Other agents: Magnesium sulfate (can be used alone or with diazepam) or Chlorpromazine. Crucially, patients receiving Diazepam or Magnesium Sulfate require careful monitoring for respiratory depression and loss of reflexes, respectively.
Pain Control: Morphine (IV) or Paracetamol for fever and pain management.
Prevention and Complications
Prevention
Routine Childhood Immunization: All children should receive the recommended tetanus toxoid-containing vaccines (DTP, Tdap, or Td) as per national schedules.

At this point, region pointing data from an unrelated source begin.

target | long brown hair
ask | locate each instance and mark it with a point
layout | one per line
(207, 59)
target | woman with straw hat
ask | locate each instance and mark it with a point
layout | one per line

Proper Wound Care: Prompt and appropriate cleaning and debridement of all wounds significantly reduces risk.
Prophylactic TIG: Given to individuals with contaminated wounds and unknown or incomplete immunization status (dose varies by age).
Complications
Respiratory Failure: The most common cause of death, resulting from spasms affecting the muscles of respiration.
Aspiration Pneumonia: Due to swallowing difficulties (dysphagia) and poor airway protection.
Fractures: Severe muscle spasms can cause bone fractures.
Cardiac Arrhythmias: Due to autonomic nervous system instability.
Secondary Infections: Including pressure ulcers (due to immobility) and urinary tract infections (UTIs, often due to catheterization).